I have been a visiting fellow or participant in the combinatorics and statistical mechanics programs at the Issac Newton Institute, Cambridge University in Cambridge, England, at the Leibnitz Institute at Schloss Dagstul, Germany, and at the Schrodinger Institute in Vienna, Austria.
Life Off Campus:
Outside of Saint Michael’s, I paint and make pots. I grew up on an island in Alaska, and can gut and gill a salmon in under fifteen seconds. I still live on an island and grow lots of fruits and vegetables.

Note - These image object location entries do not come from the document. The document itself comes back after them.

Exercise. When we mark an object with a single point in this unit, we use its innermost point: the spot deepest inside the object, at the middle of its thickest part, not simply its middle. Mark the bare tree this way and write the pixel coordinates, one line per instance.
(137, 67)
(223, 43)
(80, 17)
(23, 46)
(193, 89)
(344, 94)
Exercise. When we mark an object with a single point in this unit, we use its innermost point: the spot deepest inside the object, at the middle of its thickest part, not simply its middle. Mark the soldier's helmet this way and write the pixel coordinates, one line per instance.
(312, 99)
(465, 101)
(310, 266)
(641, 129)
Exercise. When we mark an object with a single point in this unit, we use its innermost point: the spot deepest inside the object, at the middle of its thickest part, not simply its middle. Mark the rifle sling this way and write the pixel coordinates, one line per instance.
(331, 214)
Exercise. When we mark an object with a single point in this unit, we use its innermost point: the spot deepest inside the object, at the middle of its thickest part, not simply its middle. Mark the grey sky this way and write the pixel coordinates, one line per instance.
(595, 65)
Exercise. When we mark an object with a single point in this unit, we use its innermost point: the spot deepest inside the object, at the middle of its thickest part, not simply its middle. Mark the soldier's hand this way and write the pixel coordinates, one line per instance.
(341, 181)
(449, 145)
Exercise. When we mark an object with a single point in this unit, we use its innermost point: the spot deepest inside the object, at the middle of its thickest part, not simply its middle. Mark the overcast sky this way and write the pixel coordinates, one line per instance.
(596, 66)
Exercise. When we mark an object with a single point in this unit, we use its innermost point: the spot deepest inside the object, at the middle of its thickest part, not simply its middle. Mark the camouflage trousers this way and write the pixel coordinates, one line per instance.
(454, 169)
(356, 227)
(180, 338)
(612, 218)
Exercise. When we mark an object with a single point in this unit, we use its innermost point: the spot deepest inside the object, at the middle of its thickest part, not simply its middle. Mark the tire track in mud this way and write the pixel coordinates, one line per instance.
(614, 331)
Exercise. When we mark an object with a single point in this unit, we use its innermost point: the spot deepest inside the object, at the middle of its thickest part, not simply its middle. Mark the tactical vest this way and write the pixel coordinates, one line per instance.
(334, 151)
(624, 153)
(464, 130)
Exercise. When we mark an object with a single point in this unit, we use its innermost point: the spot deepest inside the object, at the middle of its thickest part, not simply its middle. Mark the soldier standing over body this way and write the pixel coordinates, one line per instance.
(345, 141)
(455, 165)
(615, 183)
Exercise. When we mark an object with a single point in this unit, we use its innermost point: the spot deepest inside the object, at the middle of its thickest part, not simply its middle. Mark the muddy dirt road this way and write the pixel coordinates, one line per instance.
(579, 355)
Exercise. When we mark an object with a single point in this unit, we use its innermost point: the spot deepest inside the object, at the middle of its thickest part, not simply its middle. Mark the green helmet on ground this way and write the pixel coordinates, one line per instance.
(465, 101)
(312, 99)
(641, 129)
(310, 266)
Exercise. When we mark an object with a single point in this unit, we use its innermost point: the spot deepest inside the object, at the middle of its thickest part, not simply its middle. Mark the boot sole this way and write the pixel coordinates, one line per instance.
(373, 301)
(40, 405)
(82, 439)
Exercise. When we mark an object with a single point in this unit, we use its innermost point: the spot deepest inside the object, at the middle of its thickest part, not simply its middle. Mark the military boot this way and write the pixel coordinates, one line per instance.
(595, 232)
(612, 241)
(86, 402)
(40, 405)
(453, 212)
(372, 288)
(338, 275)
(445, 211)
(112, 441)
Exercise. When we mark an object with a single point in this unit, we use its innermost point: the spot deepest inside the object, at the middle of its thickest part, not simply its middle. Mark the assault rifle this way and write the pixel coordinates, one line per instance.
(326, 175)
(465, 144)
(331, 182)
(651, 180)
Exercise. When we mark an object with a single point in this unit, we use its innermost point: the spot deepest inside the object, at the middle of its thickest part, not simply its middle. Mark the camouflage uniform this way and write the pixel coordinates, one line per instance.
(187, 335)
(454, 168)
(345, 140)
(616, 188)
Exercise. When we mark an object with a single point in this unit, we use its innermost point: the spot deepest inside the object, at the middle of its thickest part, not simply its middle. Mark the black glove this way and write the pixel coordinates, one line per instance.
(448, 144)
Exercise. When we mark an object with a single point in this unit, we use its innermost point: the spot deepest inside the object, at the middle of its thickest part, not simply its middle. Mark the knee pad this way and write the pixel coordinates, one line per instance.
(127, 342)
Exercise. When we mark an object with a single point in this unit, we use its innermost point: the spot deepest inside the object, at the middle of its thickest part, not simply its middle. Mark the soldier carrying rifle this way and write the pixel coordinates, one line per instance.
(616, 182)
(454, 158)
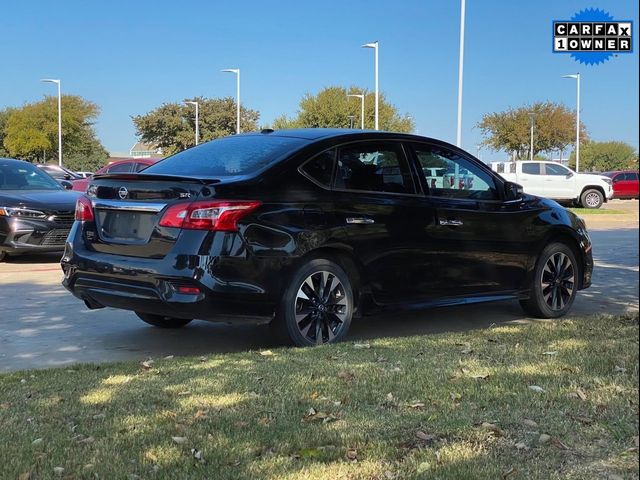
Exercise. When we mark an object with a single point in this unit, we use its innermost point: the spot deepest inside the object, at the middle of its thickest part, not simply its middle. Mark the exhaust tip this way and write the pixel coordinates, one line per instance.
(92, 304)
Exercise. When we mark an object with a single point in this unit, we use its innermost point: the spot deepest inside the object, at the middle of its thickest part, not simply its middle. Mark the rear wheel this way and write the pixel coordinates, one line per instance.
(555, 283)
(592, 199)
(316, 307)
(163, 321)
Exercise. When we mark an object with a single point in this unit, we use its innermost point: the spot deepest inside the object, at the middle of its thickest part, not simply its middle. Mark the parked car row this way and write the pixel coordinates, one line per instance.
(555, 181)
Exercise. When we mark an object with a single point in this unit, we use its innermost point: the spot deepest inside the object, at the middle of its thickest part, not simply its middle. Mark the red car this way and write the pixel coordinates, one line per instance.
(625, 183)
(127, 165)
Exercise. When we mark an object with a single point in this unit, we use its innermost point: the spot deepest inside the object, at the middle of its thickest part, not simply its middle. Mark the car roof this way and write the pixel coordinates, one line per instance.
(325, 133)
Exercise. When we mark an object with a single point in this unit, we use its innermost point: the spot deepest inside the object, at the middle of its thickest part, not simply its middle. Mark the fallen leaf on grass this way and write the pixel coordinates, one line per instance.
(352, 454)
(197, 454)
(558, 444)
(580, 418)
(425, 437)
(544, 438)
(147, 364)
(508, 473)
(346, 376)
(493, 428)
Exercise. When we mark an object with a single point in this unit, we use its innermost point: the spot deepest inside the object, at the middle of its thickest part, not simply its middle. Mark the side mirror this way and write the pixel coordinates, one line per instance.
(513, 191)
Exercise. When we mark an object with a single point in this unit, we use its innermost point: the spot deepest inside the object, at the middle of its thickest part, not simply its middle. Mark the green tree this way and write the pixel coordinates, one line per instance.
(605, 156)
(331, 108)
(171, 126)
(4, 116)
(31, 132)
(510, 130)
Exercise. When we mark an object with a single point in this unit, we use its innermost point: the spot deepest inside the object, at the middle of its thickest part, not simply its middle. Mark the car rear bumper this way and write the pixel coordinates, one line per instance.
(221, 287)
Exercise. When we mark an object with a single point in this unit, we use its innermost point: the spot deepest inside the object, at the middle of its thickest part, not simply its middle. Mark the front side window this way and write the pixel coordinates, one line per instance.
(374, 167)
(455, 176)
(120, 168)
(19, 176)
(531, 168)
(554, 169)
(320, 168)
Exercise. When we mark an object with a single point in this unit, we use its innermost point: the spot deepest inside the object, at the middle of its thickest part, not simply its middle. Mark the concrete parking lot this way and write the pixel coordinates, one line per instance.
(42, 325)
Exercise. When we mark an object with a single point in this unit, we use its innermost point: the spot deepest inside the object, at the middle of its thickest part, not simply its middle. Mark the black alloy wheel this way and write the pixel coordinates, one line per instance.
(555, 283)
(317, 306)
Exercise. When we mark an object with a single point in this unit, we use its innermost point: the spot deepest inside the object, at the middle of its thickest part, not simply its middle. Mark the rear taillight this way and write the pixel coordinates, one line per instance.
(207, 215)
(84, 209)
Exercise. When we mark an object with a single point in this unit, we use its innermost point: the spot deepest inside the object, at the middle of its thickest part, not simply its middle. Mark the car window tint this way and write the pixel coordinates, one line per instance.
(553, 169)
(229, 156)
(320, 168)
(120, 168)
(449, 175)
(374, 167)
(531, 168)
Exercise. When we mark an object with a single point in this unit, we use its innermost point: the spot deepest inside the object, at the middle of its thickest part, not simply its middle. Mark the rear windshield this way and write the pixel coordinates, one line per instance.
(227, 156)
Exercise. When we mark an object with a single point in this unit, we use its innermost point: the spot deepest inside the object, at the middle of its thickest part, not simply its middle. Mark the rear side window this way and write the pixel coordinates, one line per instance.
(320, 168)
(553, 169)
(374, 167)
(531, 168)
(237, 155)
(120, 168)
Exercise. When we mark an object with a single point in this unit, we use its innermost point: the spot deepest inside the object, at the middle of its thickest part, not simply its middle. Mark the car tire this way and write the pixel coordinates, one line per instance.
(555, 283)
(316, 307)
(591, 198)
(163, 321)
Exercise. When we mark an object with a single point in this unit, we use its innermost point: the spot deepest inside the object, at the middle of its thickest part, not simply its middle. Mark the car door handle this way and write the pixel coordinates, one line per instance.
(450, 223)
(360, 220)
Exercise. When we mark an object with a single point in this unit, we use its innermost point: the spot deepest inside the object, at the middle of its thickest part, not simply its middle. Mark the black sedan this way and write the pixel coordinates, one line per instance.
(308, 228)
(36, 212)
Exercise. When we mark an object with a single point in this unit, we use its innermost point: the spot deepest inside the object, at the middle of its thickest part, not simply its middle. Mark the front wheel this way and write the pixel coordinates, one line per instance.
(316, 307)
(555, 283)
(592, 199)
(162, 321)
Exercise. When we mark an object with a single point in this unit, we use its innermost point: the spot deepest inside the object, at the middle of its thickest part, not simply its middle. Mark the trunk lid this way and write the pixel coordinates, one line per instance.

Jo Ellis-Monaghan, professor of mathematics, and Greta Pangborn, associate professor of computer science, on July 21, 2015, hosted the conference “Summer Combo in Vermont” on the Saint Michael’s College campus. The (more or less) annual small and informal conference brings together regional cominatorics scholars “for a day of collaboration, congeniality and an opportunity to learn about one another’s investigations,” including talks, speakers and poster presentations. Other organizers with Jo and Greta were Melanie Brown of Champlain College and Christino Tamon of Clarkson University. Combinatorics is the branch of mathematics dealing with combinations of objects belonging to a finite set in accordance with certain constraints, such as those of graph theory.
(posted September 2015)
Professors Joanna Ellis-Monaghan and Greta Pangborn awarded $2 million NSF grant with CalTech & NYU teammates.

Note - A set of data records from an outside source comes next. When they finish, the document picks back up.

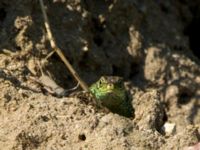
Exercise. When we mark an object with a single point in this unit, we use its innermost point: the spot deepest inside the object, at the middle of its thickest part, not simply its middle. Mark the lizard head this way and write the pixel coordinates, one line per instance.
(107, 86)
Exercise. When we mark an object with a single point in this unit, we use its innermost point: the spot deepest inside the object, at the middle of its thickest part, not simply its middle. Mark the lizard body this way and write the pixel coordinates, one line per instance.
(111, 93)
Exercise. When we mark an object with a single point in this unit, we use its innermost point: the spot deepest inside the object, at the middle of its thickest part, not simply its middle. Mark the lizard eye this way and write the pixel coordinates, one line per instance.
(102, 80)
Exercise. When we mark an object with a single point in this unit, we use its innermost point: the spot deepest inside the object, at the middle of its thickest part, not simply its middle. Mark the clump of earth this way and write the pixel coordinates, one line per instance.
(151, 44)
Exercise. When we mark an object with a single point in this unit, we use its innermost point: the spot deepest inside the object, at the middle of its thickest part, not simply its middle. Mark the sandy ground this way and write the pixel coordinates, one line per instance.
(149, 43)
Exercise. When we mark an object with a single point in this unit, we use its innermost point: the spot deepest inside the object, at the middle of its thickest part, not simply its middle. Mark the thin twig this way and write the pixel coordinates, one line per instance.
(58, 51)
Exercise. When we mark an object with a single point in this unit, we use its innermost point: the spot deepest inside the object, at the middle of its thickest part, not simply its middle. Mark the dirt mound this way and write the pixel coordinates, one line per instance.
(150, 44)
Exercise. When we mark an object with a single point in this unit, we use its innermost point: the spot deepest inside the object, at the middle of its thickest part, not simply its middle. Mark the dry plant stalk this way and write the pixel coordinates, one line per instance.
(59, 52)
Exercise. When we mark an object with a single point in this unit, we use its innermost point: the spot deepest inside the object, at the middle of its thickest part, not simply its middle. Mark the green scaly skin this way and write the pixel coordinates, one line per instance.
(110, 92)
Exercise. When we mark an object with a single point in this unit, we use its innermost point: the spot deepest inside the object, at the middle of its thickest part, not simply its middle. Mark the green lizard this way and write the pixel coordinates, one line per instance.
(111, 93)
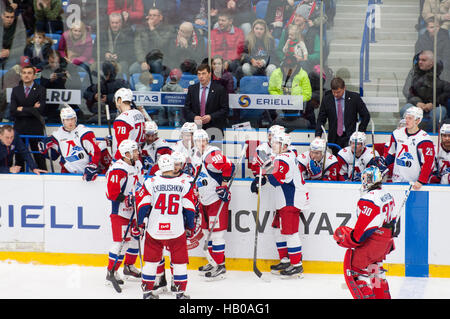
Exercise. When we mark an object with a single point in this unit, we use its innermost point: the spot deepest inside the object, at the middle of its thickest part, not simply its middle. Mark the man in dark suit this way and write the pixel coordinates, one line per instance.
(341, 108)
(206, 103)
(27, 107)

Jo Ellis-Monaghan, professor of mathematics, will make a presentation, “The Shapes of Sea Shells: Mathematical Beauty in the Natural World,” at the Advancement of Science (AAAS) 2013 Annual Meeting in Boston on February 15, 2013. Here’s how Jo describes her presentation for the meeting’s program: “Part of the natural beauty of seashell derives from the visual rhythm of their self-replicating whorls. We give a mathematical model that captures sea shell morphology using space curves, parameterized surfaces, and Frenet frames. We show how the growth parameters of this model may be measured from x-rays or cross sections of actual shells, and then 3-D computer generated simulations of the intact shell produced. We conclude with a gallery of ‘fantasy’ shells, that is, shells created solely for their artistic appeal, but which also demonstrate the effects of manipulating the parameters of the model. The basic shell model may be taught at the undergraduate level (e.g. calculus III, vector calculus, or differential geometry), and provides a beautiful and engaging introduction to mathematical modeling. It is available as a ‘discovery-learning’ module through ILAP/COMAP.”